The second show in Faction Theatre’s 2014 rep season is a reworking by Gareth Jandrell of the Sophocles and Aeschylus play giving us the tragedy of Oedipus and Jocasta followed by Antigone’s stand against Creon with the titular troubled city itself literally heaving in the background.
Jandrell’s text is fresh and original although its habit of using quite heightened language one minute ("Why envenom me now sister? It does little to naught for you now") and casual modern vernacular the next ("I couldn’t give a fuck what you think about my washing") is a bit disorientating until you get used to it.
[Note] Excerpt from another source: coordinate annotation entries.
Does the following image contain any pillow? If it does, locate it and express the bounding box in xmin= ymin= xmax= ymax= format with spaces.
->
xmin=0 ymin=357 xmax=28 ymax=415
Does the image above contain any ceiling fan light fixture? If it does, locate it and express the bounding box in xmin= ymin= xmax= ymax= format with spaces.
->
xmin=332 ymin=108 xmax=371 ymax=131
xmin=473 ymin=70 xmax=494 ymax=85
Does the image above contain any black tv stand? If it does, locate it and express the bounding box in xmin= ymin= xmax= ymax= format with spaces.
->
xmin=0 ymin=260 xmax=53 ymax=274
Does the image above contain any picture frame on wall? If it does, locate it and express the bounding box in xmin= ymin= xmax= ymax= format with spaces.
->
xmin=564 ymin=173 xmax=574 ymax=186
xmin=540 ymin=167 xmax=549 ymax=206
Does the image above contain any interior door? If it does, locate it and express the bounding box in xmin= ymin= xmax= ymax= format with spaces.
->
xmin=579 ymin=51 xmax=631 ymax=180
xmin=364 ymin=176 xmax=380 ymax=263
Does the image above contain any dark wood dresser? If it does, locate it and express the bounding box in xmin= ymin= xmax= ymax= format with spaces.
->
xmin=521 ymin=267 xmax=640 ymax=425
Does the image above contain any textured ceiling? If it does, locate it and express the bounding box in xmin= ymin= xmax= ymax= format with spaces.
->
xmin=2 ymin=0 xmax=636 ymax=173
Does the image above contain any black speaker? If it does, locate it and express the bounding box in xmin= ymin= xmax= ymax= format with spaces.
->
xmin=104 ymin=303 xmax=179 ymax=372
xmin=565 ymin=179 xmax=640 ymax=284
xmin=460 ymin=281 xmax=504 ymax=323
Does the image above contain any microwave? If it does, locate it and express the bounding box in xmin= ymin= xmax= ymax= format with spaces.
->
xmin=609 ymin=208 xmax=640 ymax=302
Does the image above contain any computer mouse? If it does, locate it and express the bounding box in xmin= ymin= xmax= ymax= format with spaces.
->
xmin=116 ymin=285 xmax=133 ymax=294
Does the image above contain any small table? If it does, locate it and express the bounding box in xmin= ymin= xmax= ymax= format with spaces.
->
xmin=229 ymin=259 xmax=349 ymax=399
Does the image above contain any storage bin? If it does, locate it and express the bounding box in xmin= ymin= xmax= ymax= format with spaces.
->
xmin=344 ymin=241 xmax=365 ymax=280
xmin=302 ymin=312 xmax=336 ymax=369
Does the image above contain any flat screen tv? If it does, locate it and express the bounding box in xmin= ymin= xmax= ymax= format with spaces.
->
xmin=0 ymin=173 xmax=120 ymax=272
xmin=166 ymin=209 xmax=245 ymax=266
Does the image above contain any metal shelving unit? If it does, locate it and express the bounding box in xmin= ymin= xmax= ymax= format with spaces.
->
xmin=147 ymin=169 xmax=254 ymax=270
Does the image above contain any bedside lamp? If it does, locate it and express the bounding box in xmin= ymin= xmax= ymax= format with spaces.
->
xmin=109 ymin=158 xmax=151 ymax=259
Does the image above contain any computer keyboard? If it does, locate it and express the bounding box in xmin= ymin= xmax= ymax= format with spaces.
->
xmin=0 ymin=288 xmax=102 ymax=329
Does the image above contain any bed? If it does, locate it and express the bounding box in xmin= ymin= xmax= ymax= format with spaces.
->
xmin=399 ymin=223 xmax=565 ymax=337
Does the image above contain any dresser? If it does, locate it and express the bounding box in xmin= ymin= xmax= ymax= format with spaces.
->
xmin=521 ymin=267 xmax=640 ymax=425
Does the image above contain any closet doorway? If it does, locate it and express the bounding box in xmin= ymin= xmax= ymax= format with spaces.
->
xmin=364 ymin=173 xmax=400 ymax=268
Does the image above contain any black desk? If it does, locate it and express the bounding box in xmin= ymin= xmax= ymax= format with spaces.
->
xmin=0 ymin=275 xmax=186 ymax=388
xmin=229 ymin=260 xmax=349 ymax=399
Did I say literally heaving? Director Rachel Valentine Smith makes stunningly imaginative physical use of the full-cast chorus which hisses, mutters, weeps, clamours, stamps, shouts, rolls on the floor, assembles in formation and contributes a great deal of slick, atmospheric movement work, often in slow motion. It creates a real sense of a city in turmoil.
Every inch an impressively strong ensemble piece, Thebes keeps the entire cast of twelve on stage throughout. Characters emerge from the chorus and seamlessly melt back into it so there are no small parts although, obviously, there are some major ones. The device pays strong homage to the traditional Greek chorus concept while also providing human scenery both visual and oral as they become, for example, townsfolk attacking or defending the city or reacting to political rhetoric.
Laclan McCall, clear convincing and compelling, dominates the first half as Oedipus gradually discovering the horror of his history. And Kate Sawyer is very moving as Jocasta tearfully describing to her new husband how she put her first born out to die rather than let him live to fulfil the regicide/patricide curse.
There is also an outstandingly intelligent, controlled performance from Cary Crankson as Creon descending into tyranny and Dervell Mellett finds exactly the right blend of steely determination and youthful passion as Antigone who, come what may, is going to bury her dead brother decently despite Creon’s edict. And yet again Richard Delaney gives us a very witty, but shrewdly observed guard acting as messenger.
It’s a pretty powerful piece from a company whose work really does seem to go from strength to strength. I’m already looking forward to Robbers, the third and last show of the rep season, at the end of the month.